The following morning, as I was about to get in the shower, I had a call from the seller, a man called Derek Brooks. He told me someone had been coming to view the Corsair, who was also called Brookes, but that he wanted the car to be mine. He’d called the Corsair Kermit, and that morning I pulled a random pair of knickers from the drawer with Kermit on them. There are so many coincidences, or maybe it’s fate, that even my pants have become an integral part of the story!
I paid two and a half grand and brought Kermit [formerly Betsy] home in the new year; I even had an ignition key that was never handed over and used it to start the car. It was like a time capsule. An umbrella that had been put on the parcel shelf when I was a kid was still there and so was the carpet, albeit a bit mouldy. For some reason, perhaps so that he could prove it was his car if someone nicked it, dad had taken the steering wheel apart and put a sticker in there with our name and address on it. Well, that was still there too!
The first place I drove Kermit to was the cemetery to show dad I’d got his car back and would you believe it, the thing refused to move. Dad had a great sense of humour, he would have been in stitches watching me and my wife bump start Kermit in the cemetery.

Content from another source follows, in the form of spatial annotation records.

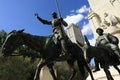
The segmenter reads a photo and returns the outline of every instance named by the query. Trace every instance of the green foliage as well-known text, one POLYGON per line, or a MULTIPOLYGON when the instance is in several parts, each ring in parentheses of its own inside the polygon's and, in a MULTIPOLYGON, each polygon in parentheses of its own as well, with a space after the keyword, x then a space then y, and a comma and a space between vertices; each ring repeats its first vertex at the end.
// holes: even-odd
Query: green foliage
MULTIPOLYGON (((77 70, 77 74, 75 75, 74 80, 86 80, 86 77, 88 76, 88 73, 86 71, 86 77, 83 79, 81 77, 81 74, 79 72, 79 69, 76 65, 76 70, 77 70)), ((68 80, 72 74, 72 70, 70 69, 70 67, 68 66, 68 64, 66 62, 59 62, 55 65, 55 69, 57 69, 57 77, 58 79, 61 80, 68 80)))
POLYGON ((2 46, 6 36, 7 36, 7 33, 4 30, 1 30, 0 31, 0 46, 2 46))
POLYGON ((33 80, 35 67, 29 58, 0 57, 0 80, 33 80))

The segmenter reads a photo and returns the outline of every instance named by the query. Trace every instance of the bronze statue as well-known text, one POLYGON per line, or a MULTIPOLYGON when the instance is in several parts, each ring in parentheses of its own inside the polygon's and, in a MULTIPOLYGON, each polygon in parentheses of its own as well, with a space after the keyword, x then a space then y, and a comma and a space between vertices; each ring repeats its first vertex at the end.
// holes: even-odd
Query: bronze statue
POLYGON ((68 26, 68 24, 63 20, 63 18, 58 18, 56 12, 52 13, 53 20, 51 21, 40 18, 37 13, 35 14, 35 16, 43 24, 52 25, 52 36, 54 38, 54 42, 57 44, 59 41, 62 47, 62 53, 64 55, 68 54, 69 52, 66 47, 66 34, 63 30, 63 25, 68 26))
MULTIPOLYGON (((110 53, 115 54, 118 57, 118 59, 120 60, 118 38, 109 33, 103 33, 103 29, 101 29, 101 28, 97 28, 96 32, 98 33, 99 36, 96 39, 95 46, 101 46, 101 47, 106 48, 107 50, 109 50, 110 53), (111 49, 112 49, 112 51, 111 51, 111 49)), ((99 62, 97 61, 97 59, 95 59, 96 68, 95 68, 94 72, 100 70, 98 63, 99 62)))
POLYGON ((53 70, 53 64, 57 61, 67 61, 68 65, 72 68, 73 74, 71 75, 69 80, 73 80, 76 74, 76 69, 74 65, 75 61, 77 61, 77 65, 79 67, 82 77, 85 77, 86 68, 87 71, 90 73, 92 80, 94 80, 92 72, 86 63, 86 60, 84 59, 82 49, 75 43, 69 42, 68 44, 70 44, 67 47, 71 53, 71 55, 69 55, 70 57, 67 57, 67 55, 64 57, 60 57, 59 54, 61 54, 61 47, 57 46, 54 43, 53 38, 49 36, 35 36, 35 35, 33 36, 24 33, 23 30, 19 31, 14 30, 8 34, 2 46, 2 52, 3 56, 5 57, 13 55, 13 51, 21 45, 26 45, 31 49, 38 51, 40 53, 42 61, 37 66, 34 80, 40 80, 39 79, 40 70, 43 66, 46 65, 50 69, 50 73, 53 79, 58 80, 53 70), (46 46, 46 43, 49 44, 46 46))
POLYGON ((85 41, 86 44, 82 46, 84 46, 84 49, 86 49, 86 61, 90 63, 91 59, 96 58, 100 63, 100 67, 103 68, 107 80, 114 80, 109 71, 109 66, 113 66, 120 74, 120 69, 118 67, 118 65, 120 65, 120 61, 118 57, 115 54, 111 55, 108 49, 102 46, 91 46, 86 36, 85 41))

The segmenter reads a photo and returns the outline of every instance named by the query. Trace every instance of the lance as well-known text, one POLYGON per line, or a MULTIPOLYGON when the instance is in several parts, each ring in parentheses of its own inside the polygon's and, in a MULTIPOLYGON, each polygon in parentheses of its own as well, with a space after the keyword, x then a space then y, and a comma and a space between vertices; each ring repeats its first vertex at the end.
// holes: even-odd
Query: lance
POLYGON ((60 8, 59 8, 59 4, 58 4, 58 0, 56 1, 56 7, 57 7, 57 11, 58 11, 58 16, 61 18, 61 13, 60 13, 60 8))

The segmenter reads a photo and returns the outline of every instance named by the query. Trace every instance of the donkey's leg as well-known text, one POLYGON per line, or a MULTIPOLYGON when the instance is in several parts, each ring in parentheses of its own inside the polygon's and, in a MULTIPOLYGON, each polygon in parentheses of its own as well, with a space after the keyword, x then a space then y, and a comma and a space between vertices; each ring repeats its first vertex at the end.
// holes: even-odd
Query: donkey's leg
POLYGON ((87 62, 84 62, 84 66, 86 67, 87 71, 89 72, 91 79, 94 80, 92 71, 91 71, 90 67, 88 66, 87 62))
POLYGON ((107 80, 114 80, 107 67, 104 67, 104 71, 105 71, 107 80))
POLYGON ((57 80, 57 77, 56 77, 55 72, 54 72, 54 69, 53 69, 53 65, 54 65, 54 64, 49 64, 49 65, 47 65, 47 66, 48 66, 48 68, 49 68, 49 70, 50 70, 50 73, 51 73, 53 79, 54 79, 54 80, 57 80))
POLYGON ((120 69, 117 67, 117 65, 114 65, 114 68, 118 71, 118 73, 120 74, 120 69))
POLYGON ((44 62, 40 62, 38 65, 37 65, 37 69, 36 69, 36 73, 35 73, 35 76, 34 76, 34 80, 40 80, 39 79, 39 75, 40 75, 40 71, 41 71, 41 68, 47 64, 50 64, 52 63, 52 59, 47 59, 45 60, 44 62))
POLYGON ((85 70, 84 70, 84 66, 85 66, 85 68, 87 69, 87 71, 89 72, 89 74, 91 76, 91 79, 94 80, 92 71, 91 71, 90 67, 88 66, 88 64, 87 64, 83 55, 81 55, 80 58, 78 58, 77 63, 78 63, 80 71, 83 71, 83 73, 85 74, 85 70))
POLYGON ((69 65, 69 67, 72 69, 72 75, 70 76, 69 80, 73 80, 73 78, 75 77, 76 75, 76 69, 74 67, 74 60, 71 59, 71 60, 67 60, 67 63, 69 65))

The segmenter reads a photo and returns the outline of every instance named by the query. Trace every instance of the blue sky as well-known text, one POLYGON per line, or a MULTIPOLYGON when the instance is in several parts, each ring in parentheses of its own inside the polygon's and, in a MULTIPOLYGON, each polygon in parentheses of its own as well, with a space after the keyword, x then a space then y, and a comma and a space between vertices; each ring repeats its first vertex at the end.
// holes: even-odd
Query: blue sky
MULTIPOLYGON (((87 20, 89 4, 87 0, 58 0, 61 16, 68 24, 80 26, 83 34, 93 42, 90 24, 87 20)), ((25 29, 33 35, 48 36, 52 32, 51 26, 43 25, 34 16, 51 20, 51 13, 57 11, 56 0, 0 0, 0 30, 25 29)), ((92 43, 93 44, 93 43, 92 43)))
MULTIPOLYGON (((33 35, 49 36, 52 33, 51 26, 43 25, 34 16, 51 20, 51 13, 58 12, 55 0, 0 0, 0 30, 10 32, 12 30, 25 29, 25 32, 33 35)), ((93 34, 87 15, 90 10, 88 0, 58 0, 61 16, 68 23, 80 26, 82 33, 89 37, 94 44, 93 34)))
MULTIPOLYGON (((88 23, 86 19, 82 18, 87 16, 87 11, 80 15, 76 12, 83 7, 84 9, 89 8, 87 0, 58 0, 58 2, 64 19, 71 17, 71 21, 81 28, 88 23), (78 21, 74 22, 76 15, 82 20, 77 19, 78 21)), ((49 35, 52 31, 51 26, 40 23, 34 17, 34 13, 38 13, 43 19, 51 20, 53 11, 57 12, 55 0, 0 0, 0 30, 10 32, 13 29, 24 28, 25 32, 31 34, 49 35)))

With an intermittent electrical issue poor Kermit hasn’t been out much over the years and therefore has come to rest once again. This time in my garden, again, patiently waiting. I’ve said, ‘I’ll do that one day,’ so many times, just like dad did, but it’s my fiftieth birthday this year which is a good reason to get the restoration started. That’s the hardest part though because I’m afraid of what I might uncover.
Having worked at Morris engines in Coventry as an engineer, dad was a real craftsman and taught me so many skills, most I never mastered, but I’ve tried to retrospectively make him proud. The Ford Corsair Owners Club have said they would like Kermit on the stand at the NEC Restoration Show and have offered their help. One of them came out to do an appraisal and said the bubbly bodywork looks a lot worse than it is, which is a relief, but the paintwork is going to take some serious prep; in addition to the green, a previous owner covered it in glitter. My plan is to put it back to the colour it was when I was a kid, a beautiful racing green with a brown roof which is very in Vogue.